Jefferies upgraded Walt Disney Co. (NYSE:DIS) to 'Buy' with a $144 price target, anticipating robust Q3 results driven by strong streaming performance and accelerating cruise revenues. The firm projects direct-to-consumer operating income to rise 27% year-over-year, contributing to expected Q3 revenue of $23.7 billion and EPS of $1.47. Jefferies believes Disney is poised to maintain its 16% full-year EPS growth guidance, with future catalysts including the ESPN direct-to-consumer launch and new theatrical releases providing further upside.
Walt Disney Co. is approaching its pivotal Q3 earnings with a notably bullish outlook from Jefferies, which upgraded the stock to 'Buy' with a $144 price target, implying a 19% upside from current levels.
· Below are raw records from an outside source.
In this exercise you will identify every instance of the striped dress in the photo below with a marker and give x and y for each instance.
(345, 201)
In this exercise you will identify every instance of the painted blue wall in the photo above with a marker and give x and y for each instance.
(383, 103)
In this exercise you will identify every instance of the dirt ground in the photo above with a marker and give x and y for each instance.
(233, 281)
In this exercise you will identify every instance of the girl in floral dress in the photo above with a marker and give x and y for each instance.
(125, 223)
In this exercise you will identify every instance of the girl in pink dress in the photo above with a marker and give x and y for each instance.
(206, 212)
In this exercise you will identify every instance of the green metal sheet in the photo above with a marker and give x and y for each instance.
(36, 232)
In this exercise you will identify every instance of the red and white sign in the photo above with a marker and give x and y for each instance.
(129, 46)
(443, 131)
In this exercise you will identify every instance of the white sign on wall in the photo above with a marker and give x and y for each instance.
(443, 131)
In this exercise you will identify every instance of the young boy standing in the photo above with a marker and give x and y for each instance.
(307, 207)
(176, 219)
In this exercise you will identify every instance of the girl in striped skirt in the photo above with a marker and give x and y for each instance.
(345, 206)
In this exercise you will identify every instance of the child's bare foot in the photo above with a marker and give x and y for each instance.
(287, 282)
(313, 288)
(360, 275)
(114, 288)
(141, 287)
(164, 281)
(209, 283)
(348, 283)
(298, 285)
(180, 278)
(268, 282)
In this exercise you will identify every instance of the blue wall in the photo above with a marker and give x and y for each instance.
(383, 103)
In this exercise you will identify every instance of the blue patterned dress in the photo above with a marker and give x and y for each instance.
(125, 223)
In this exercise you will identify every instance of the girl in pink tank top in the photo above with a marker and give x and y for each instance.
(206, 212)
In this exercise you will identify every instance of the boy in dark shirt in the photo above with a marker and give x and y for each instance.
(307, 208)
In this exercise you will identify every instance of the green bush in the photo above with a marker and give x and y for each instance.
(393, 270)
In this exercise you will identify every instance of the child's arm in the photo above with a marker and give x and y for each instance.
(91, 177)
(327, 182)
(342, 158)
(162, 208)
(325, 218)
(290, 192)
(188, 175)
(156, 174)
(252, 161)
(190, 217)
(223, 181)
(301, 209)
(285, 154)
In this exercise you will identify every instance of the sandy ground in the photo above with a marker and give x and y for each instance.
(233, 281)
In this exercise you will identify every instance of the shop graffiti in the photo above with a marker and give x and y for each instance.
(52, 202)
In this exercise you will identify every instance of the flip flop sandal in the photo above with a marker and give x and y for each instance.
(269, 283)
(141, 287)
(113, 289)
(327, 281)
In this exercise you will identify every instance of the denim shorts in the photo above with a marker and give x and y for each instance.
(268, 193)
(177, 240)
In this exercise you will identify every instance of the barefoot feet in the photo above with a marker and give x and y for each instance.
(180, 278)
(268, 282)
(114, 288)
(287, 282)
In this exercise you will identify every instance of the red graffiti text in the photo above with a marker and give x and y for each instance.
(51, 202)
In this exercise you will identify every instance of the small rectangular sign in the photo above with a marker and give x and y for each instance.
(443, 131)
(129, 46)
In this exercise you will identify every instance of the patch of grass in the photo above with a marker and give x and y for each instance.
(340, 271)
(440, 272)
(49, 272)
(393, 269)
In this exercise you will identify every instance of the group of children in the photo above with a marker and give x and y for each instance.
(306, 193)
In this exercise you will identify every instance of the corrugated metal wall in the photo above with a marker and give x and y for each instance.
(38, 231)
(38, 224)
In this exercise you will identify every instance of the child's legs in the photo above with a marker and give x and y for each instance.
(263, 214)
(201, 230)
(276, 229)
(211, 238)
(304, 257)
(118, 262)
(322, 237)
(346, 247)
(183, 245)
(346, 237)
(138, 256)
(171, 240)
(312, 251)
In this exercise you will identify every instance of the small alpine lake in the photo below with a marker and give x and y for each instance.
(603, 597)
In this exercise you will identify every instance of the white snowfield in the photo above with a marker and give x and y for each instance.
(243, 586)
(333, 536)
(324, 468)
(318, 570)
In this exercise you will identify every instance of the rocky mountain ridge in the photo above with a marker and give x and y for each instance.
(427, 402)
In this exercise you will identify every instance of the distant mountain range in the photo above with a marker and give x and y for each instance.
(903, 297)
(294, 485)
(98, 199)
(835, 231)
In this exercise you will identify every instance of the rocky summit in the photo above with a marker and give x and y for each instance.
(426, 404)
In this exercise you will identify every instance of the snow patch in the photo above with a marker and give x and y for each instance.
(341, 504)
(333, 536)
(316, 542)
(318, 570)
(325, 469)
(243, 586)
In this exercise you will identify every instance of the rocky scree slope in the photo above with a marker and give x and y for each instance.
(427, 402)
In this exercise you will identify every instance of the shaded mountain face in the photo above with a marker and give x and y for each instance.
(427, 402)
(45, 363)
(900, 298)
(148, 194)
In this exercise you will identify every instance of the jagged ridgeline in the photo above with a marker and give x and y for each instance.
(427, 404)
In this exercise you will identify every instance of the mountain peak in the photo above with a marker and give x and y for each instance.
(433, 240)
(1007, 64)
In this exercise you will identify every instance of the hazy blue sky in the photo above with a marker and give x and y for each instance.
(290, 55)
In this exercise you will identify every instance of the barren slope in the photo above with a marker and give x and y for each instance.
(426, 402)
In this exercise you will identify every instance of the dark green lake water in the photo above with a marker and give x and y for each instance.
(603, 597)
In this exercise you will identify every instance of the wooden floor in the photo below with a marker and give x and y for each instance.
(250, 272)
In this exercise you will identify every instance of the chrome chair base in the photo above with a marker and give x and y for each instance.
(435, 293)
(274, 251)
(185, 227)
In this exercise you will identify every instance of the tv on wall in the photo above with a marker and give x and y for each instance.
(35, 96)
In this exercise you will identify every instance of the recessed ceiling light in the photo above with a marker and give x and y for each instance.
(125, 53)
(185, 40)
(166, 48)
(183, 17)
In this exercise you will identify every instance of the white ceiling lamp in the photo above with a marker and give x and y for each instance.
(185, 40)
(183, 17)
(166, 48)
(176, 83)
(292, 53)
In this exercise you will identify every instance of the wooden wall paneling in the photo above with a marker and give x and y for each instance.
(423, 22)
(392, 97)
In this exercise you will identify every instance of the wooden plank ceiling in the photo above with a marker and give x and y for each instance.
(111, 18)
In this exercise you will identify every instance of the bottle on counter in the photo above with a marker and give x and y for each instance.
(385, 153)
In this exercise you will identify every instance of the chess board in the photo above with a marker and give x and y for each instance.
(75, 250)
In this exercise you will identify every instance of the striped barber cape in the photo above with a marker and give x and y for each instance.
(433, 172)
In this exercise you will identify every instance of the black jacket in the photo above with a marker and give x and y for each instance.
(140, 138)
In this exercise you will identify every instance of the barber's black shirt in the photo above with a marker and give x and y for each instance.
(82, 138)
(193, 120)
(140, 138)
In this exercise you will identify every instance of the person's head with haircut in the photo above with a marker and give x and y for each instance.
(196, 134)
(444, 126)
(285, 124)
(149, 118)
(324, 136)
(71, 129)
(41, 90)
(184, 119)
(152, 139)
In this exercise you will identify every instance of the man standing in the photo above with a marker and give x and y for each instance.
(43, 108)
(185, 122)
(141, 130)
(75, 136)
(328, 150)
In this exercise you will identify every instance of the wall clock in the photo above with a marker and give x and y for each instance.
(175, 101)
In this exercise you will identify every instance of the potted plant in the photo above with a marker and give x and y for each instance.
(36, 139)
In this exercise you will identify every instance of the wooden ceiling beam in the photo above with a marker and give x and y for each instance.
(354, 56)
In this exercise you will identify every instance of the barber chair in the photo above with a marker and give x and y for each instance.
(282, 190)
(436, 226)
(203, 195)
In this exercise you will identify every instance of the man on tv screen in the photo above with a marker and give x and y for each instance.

This optimism is anchored in expectations for a strong quarterly report that could set a positive narrative for the next 24 months. Wall Street consensus anticipates a 2.4% year-over-year revenue increase to $23.7 billion and 6% EPS growth to $1.47. Key drivers identified include the direct-to-consumer (DTC) segment, where operating income is projected to surge 27% YoY, supported by a 40% YoY increase in Disney+ US web visits. The Experiences division is also expected to contribute significantly, with accelerating cruise line trends viewed as a major growth lever into fiscal 2026 and Disney World trends reported at a five-quarter high. Looking ahead, a favorable catalyst path includes the ESPN DTC launch, major theatrical releases like Avatar 3, and cruise expansion, which could add over $1 billion to 2026 revenue. The market will be watching for Disney to maintain its full-year guidance for 16% EPS growth, reinforcing the positive thesis ahead of its August 6 report.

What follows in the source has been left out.